In fact, on many points. Portugal's economic policy is the complete opposite of the one recommended by Brussels and applied by Berlin or Paris for several years. Portugal's 2018 budget thus provides for an increase in retirement pensions. A program to enhance the value of the civil service or even. Far from the trickle-down theory, a tax cut for the middle classes. While Brussels theorizes and imposes a doctrine of austerity based in particular on lowering salaries and drastically reducing social spending. Portugal thus seems to be contradicting all the European lessons in economic matters.

Why Portugal's success is not inspiring Brussels

Antonio Costa's left-wing government can claim to have successfully implemented an ambitious economic policy. So why is the Portuguese model so little praised in the EU and so little reported in the press? Probably because it demonstrates that recovery policies. A concept that has become almost taboo in Europe, can indeed bear fruit. They are based on a simple idea. Stimulate consumption by improving salaries and thus fill the order books of companies. With positive effects for investment and productivity.
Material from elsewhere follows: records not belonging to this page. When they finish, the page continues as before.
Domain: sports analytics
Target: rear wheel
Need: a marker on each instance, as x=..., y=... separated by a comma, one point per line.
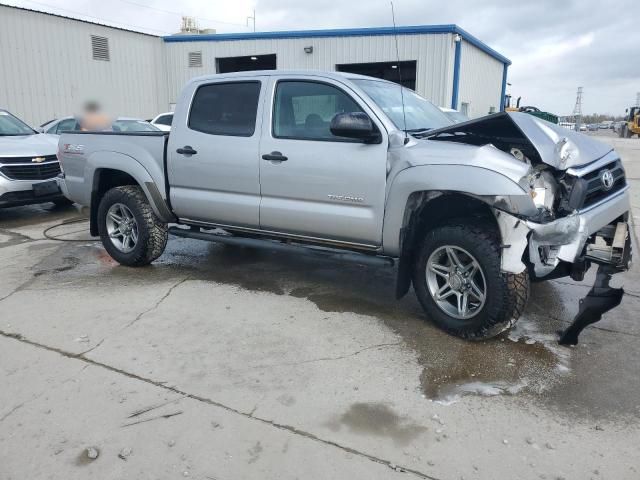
x=129, y=229
x=458, y=281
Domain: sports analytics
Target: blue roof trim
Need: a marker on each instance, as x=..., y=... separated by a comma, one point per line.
x=347, y=32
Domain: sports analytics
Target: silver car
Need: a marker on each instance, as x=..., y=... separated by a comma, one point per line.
x=28, y=164
x=121, y=124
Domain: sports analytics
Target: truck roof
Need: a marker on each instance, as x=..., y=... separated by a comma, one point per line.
x=305, y=73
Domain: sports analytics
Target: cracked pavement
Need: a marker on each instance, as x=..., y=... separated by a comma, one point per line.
x=227, y=363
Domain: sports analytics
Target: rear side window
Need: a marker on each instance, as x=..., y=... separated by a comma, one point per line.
x=67, y=125
x=164, y=120
x=225, y=109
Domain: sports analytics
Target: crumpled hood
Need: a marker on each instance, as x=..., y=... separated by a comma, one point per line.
x=539, y=140
x=426, y=152
x=28, y=145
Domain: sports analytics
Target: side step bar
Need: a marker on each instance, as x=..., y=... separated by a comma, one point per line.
x=321, y=252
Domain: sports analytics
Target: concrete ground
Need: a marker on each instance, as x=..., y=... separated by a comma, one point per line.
x=224, y=363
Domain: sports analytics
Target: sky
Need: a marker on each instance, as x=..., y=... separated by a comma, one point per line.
x=555, y=45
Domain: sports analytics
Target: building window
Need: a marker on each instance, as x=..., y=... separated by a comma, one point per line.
x=195, y=59
x=304, y=110
x=100, y=48
x=246, y=64
x=225, y=109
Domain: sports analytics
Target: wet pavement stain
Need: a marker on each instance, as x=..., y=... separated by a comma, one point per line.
x=526, y=362
x=377, y=419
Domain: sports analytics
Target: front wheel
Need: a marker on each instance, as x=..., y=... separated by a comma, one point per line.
x=458, y=281
x=129, y=229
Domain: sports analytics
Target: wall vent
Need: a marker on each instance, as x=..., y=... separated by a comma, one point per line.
x=195, y=59
x=100, y=48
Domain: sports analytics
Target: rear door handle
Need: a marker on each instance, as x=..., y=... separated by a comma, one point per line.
x=275, y=157
x=186, y=150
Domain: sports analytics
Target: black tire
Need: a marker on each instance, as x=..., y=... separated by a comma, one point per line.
x=62, y=202
x=152, y=232
x=506, y=293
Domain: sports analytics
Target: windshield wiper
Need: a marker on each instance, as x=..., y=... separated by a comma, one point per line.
x=416, y=132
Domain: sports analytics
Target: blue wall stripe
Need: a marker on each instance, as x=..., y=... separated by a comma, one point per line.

While many European governments are committed to the liberal and austerity dogma demand sacrifices from their citizens with the promised results still eluding us, it is easy to understand the lack of enthusiasm for the policy choices of Antonio Costa's government on the part of the right-wing opposition, which supports the European austerity policy. The Portuguese Prime Minister has not hesitated to attack head-on the line once taken by the right. In line with EU expectations: "The austerity policy followed in recent years has resulted in an unprecedented increase in unemployment with devastating social effects on young people and the least qualified citizens. As well as the families and thousands of unemployed Portuguese: it has also been associated with a devaluation of the dignity of work and workers' rights."
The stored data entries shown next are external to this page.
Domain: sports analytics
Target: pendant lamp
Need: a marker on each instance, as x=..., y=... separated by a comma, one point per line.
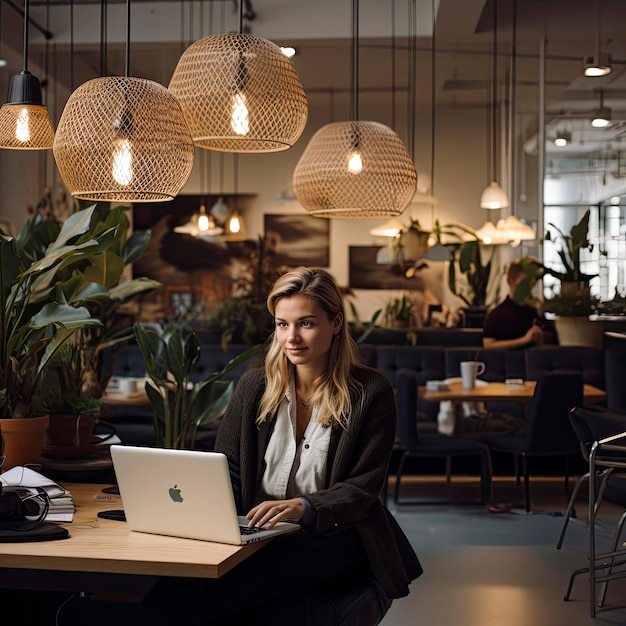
x=355, y=169
x=24, y=120
x=494, y=197
x=123, y=139
x=240, y=93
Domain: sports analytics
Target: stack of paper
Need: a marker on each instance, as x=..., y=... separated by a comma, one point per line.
x=26, y=481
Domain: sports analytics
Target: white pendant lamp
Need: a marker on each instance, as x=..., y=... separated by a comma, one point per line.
x=355, y=169
x=513, y=230
x=240, y=93
x=390, y=228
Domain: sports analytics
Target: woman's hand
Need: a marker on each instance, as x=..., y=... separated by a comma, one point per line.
x=268, y=513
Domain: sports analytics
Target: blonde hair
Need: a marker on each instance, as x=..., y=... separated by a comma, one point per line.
x=336, y=388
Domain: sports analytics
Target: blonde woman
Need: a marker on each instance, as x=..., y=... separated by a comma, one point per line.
x=308, y=437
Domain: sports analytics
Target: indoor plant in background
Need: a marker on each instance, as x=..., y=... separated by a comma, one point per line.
x=77, y=375
x=39, y=312
x=181, y=407
x=573, y=303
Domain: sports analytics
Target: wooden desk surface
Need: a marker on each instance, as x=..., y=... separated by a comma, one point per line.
x=106, y=546
x=497, y=392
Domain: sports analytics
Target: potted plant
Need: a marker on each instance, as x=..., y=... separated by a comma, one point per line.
x=572, y=303
x=74, y=375
x=180, y=407
x=399, y=312
x=41, y=310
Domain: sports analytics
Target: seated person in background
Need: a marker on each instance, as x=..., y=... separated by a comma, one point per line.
x=512, y=325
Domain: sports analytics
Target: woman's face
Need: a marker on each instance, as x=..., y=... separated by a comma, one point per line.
x=304, y=331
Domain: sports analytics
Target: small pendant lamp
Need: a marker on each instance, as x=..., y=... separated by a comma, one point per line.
x=240, y=93
x=123, y=139
x=355, y=169
x=24, y=120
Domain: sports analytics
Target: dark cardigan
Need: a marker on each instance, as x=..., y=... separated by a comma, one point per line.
x=358, y=461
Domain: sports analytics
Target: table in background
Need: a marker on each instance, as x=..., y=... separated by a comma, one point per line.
x=499, y=392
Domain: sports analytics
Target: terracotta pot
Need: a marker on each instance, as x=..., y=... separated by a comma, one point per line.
x=23, y=440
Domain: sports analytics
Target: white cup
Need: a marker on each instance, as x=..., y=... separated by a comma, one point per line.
x=469, y=371
x=127, y=385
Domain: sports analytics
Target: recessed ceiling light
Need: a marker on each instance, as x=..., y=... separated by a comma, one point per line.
x=598, y=67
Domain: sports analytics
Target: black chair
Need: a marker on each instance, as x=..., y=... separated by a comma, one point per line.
x=548, y=431
x=604, y=454
x=593, y=425
x=415, y=444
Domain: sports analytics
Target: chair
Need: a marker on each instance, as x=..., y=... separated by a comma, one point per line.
x=415, y=444
x=547, y=431
x=604, y=455
x=592, y=425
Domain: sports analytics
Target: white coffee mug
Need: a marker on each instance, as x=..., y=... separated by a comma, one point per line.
x=127, y=385
x=469, y=371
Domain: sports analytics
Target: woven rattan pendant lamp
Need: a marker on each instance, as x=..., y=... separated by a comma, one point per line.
x=355, y=169
x=240, y=93
x=24, y=120
x=123, y=139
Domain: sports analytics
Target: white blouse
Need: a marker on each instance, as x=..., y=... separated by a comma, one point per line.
x=292, y=469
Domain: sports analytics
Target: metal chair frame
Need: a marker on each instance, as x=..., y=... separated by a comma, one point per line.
x=607, y=566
The austerity policy has resulted in an unprecedented increase in unemployment with devastating social effects

This unorthodox policy irritates the Brussels authorities even more. The Commission also considers that Portugal's 2018 budget does not meet the European requirements for reducing public spending. Set at 0.6%, since it would only allow a reduction of... 0.4%. The EU does not seem to like the fact that Portugal has disproved the Brussels mantra that only a reduction in public spending can reduce the budget deficit. By demonstrating that a demand-side policy is capable of triggering a virtuous circle leading to an increase in government revenues, Lisbon is challenging the very foundations of an economic dogma that the EU is determined to believe is set in stone, unless it is its own DNA.

A very European paradox. The two most zealous defenders of the Brussels economic doctrine, Berlin and Paris, are far from the best positioned to lead the way. With growth slowing, consumption down, and investment down in the first quarter of 2018. France and Germany may be less sure of themselves. And yet, the German model still enjoys exceptional publicity throughout Europe.